Sosok pria yang menjadi ketua dari LSM Lapaan RI (Lembaga Penyelamat Asset dan Anggaran Belanja Negara Republik Indonesia) Jateng ini, mengaku benar-benar heran sekaligus prihatin. Dikatakannya, bagi orang awam, tentu menjadi hal yang sangat tidak masuk akal. Bahwa negara yang dikenal sebagai wilayah maritim, alias luas lautannya sangat besar, justru tak mampu mencukupi kebutuhan garam dengan produksi sendiri.
Karena sampai hari ini, kebutuhan garam secara Nasional ternyata masih impor. Garam adalah salah satu jenis pangan yang sangat vital. Setiap hari, hampir semua manusia di seluruh dunia, termasuk masyarakat Indonesia memerlukan bahan garam dalam asupan makanannya.
Dan bahan utama produksinya diperoleh dari air laut. Sementara dari data berbagai sumber resmi, Indonesia memiliki garis pantai sepanjang 95.181 km. Dan merupakan garis pantai terpanjang kedua di dunia. Memiliki luas perairan laut mencapai 5,8 juta kilometer persegi, yang merupakan 71% dari keseluruhan wilayah Indonesia.
“Dengan kata lain, potensi dan sumber kekayaan laut kita (Indonesia) adalah sangat besar di dunia. Sehingga menjadi hal yang aneh dan tanda tanya besar, mengapa kebutuhan garam Nasional, kita masih mengimpor dari luar negeri,” beber Kusumo Putro lagi saat wawancara santai di kantornya pada hari Jumat kemarin (08/01/2021).
Seperti dilansir dari www.rri.co.id, per pertengahan 2020 hingga akhir tahun 2020, harga garam petani lokal kian anjlok.
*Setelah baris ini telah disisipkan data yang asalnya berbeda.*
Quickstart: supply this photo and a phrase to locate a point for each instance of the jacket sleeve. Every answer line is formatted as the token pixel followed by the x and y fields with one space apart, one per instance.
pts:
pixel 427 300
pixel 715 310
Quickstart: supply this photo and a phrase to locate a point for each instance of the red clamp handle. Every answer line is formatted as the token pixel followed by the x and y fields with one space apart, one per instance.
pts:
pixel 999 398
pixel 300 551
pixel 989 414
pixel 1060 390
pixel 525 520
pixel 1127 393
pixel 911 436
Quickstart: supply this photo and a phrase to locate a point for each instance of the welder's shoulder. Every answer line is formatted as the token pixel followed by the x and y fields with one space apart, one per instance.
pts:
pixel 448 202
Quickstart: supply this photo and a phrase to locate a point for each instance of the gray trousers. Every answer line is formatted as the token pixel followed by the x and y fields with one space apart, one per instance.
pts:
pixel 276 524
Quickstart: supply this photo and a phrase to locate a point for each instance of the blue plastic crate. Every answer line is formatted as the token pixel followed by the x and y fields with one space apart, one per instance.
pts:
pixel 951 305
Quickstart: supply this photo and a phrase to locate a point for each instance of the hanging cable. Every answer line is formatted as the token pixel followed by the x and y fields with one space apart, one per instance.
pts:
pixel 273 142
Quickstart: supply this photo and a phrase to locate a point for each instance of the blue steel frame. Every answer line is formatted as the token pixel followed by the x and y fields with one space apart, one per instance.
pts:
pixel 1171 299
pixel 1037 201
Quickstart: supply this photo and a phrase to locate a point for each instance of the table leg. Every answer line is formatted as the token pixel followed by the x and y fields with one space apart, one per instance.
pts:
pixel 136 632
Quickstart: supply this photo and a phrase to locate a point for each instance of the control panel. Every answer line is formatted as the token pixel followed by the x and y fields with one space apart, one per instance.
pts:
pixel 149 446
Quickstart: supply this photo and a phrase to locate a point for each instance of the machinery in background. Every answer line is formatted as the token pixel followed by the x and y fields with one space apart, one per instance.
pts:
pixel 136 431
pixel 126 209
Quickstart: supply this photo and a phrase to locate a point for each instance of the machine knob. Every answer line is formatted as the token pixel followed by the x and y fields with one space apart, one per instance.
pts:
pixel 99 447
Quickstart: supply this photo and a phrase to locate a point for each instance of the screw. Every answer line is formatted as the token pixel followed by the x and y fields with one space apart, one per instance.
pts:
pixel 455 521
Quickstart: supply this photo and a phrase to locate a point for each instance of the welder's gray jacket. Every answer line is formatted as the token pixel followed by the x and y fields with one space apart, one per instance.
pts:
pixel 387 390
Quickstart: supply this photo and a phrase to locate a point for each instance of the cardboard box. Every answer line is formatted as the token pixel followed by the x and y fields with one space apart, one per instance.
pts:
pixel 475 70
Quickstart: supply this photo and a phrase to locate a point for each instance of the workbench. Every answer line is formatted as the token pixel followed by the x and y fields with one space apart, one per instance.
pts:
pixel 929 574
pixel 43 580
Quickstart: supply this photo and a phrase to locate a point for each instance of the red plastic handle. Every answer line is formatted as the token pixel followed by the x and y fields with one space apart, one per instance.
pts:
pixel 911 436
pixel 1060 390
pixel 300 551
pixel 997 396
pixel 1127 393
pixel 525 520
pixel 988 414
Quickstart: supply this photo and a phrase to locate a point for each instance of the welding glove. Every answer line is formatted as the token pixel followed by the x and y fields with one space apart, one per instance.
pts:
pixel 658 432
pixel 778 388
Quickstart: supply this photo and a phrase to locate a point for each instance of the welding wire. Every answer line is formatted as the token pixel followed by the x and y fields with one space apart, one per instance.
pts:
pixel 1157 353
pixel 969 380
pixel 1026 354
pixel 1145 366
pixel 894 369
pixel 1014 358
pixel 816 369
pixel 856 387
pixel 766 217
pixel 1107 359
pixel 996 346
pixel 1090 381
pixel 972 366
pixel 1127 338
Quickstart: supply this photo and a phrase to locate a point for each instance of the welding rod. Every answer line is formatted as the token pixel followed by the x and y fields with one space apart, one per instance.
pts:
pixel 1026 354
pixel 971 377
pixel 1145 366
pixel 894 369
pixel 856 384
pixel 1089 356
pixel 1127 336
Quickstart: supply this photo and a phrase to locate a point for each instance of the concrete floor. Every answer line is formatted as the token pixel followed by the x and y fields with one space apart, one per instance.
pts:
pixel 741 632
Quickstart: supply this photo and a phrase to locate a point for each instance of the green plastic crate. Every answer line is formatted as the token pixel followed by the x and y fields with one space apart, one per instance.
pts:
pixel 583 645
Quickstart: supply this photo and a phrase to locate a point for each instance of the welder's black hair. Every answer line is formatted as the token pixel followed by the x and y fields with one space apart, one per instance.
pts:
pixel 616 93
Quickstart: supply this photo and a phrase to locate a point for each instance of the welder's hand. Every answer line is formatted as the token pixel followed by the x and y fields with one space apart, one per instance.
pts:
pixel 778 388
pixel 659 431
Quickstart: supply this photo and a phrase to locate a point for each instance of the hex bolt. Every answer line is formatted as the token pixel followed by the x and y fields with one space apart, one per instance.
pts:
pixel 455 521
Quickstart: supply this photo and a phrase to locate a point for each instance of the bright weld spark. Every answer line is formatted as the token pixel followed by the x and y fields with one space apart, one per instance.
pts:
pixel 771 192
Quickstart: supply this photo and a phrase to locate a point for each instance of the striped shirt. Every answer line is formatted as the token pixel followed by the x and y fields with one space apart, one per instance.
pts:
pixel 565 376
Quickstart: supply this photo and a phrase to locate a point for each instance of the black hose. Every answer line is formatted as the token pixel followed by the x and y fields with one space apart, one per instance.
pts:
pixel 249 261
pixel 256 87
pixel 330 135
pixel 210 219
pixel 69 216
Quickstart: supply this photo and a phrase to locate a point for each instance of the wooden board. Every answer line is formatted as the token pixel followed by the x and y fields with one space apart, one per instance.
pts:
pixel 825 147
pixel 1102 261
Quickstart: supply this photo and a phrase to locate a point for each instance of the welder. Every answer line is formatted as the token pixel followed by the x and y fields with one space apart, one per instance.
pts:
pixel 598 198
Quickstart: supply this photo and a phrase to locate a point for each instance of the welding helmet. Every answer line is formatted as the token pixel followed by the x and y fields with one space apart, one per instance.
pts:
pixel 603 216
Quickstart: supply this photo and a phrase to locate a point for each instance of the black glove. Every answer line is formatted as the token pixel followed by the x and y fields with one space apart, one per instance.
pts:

Nasib petani kian terpuruk. Bahkan dengan harga antara Rp 200 hingga Rp 400 per kg-nya, petani lokal masih sulit untuk menjual garamnya. Ini karena pasaran garam, sudah dikuasai oleh produk garam impor.
Kini memasuki tahun baru 2021, kondisi tersebut masih stagnan. Kebijakan impor garam dari pemerintah pusat, selalu menjadi biang keladinya. Dan sekali lagi, petani garam lokal harus pasrah dengan nasibnya. Bahkan di Jawa Tengah sendiri, garam impor tersebut sudah menguasai hampir 100 % pasaran garam. Dan sangat sulit untuk ditembus oleh produksi garam lokal.